It is difficult to imagine it now, but continental Europe struggled with foundational divides—with periodic warnings of civil war—as recently as the 1950s. Belgium, Switzerland, Austria, and the Netherlands were divided into ideologically opposed subcultures, sometimes called “spiritual families” or “pillars.” These countries became models of “consensual democracy,” where the subcultures agreed to share power through creative political arrangements.
If we have learned anything, though, it is that lessons learned in Europe are not easily applied to the Middle East. Consensual democracy works best when there are multiple centers of power in society, none of which is strong enough to dominate on its own. While this more or less holds true in Lebanon, and even then precariously, it is not applicable in much of the region. In countries like Egypt, Turkey, and to a lesser extent Tunisia, the perception that Islamists are too strong and secularists too weak makes polarization significantly worse than it might otherwise be.

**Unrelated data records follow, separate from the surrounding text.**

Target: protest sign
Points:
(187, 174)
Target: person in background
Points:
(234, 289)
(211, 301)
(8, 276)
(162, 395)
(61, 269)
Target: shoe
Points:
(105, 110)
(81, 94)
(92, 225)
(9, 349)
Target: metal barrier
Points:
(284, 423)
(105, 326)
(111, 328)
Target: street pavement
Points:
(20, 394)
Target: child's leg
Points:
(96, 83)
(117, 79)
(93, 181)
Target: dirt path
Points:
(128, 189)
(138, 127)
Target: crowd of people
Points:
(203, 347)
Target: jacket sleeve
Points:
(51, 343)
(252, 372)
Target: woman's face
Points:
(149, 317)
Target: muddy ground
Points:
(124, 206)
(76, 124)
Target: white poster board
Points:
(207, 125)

In continental Europe, the lines were also drawn more clearly. In Belgium, for instance, there were distinct groups of Flemish and Walloon that could be plainly identified. Egypt, Turkey, and Tunisia, however, relatively homogenous. More homogeneity is almost always viewed as a positive factor in forging national identity, but it can also have its drawbacks. Islamists and non-Islamists are different, but not different enough. They live in the same cities, go to the same schools, visit each other on holidays, and sit together at family dinners. This can make it better. It can also make it worse.